残りの5人は、今日は5分短くなるぞー。じゃあ5分早く準備しなきゃー。5分くらいいつも余裕をもってやってるだろう。とかキャッキャ言いながら各自やることに戻っていった。


穂高は、黙ってその場に留まって考え事をしていた。

「どうした?穂高?やけに深刻な顔をしちゃって。」

「いや、さっき地球の自転や公転の話をしていたでしょ?」

「あー、してたな。それがどうした?何か間違っていたっけか?」

「何も間違っていないんだけど、それを言うなら、太陽の公転の話は考えなくてよいのかな?と、あと、宇宙の膨張スピードとか……。
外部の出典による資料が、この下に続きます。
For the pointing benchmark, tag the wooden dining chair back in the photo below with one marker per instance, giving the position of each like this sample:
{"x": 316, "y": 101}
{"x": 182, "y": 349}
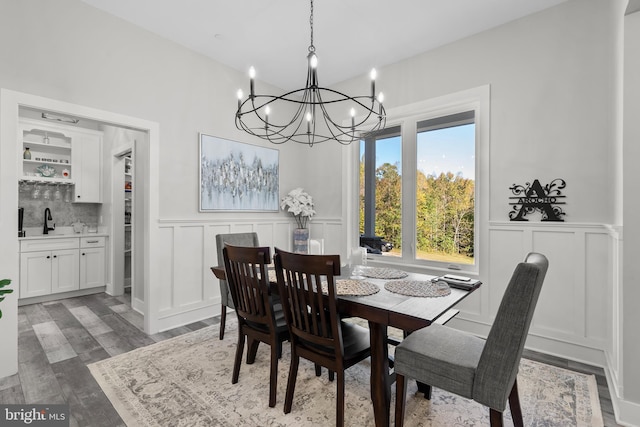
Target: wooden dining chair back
{"x": 258, "y": 319}
{"x": 316, "y": 330}
{"x": 237, "y": 239}
{"x": 464, "y": 364}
」

「どういうことだ?」

「僕たちの生きている時間軸だと全然体感できないんだけど、太陽って銀河系を2億5000万年かけて公転してるんだよ。だから、一般的な時間軸でいう昨日と今日とでは、銀河系の中で太陽がいる位置って違うんだよね。父さんのシステムが流石に銀河系全体のシミュレーションをやったり巻き戻しをしたりしているとは思えないんだよね。」

「なるほど、それで?」

「それでどうということは無いんだけど、このシステムが一体宇宙のどこまでの領域をシミュレーションしたり巻き戻したりしているんだろう?って言うのがわからないな、と思って考えていた。さっきの話だと、もし本当に地球の位置だけ再現しているのだとすると、太陽に対して地球が変な位置に行っちゃって例えば地球が太陽につっこむ形になったり、月が異常に地球に近づいたりしてもおかしくないんだ。更に言うと、隕石だってどんどん近づいてたりとか、どっかに吹っ飛んで行ってしまっていてもおかしくないけど、確率計算を見る限りそれもしてなさそうだろ?」

「確かにな。その辺り、ひょっとしたら今回の時間設定変更によって問題になる可能性もあるな。やっぱり今日は再起動ボタンを持って深夜2時を向かえないといけなさそうだな。」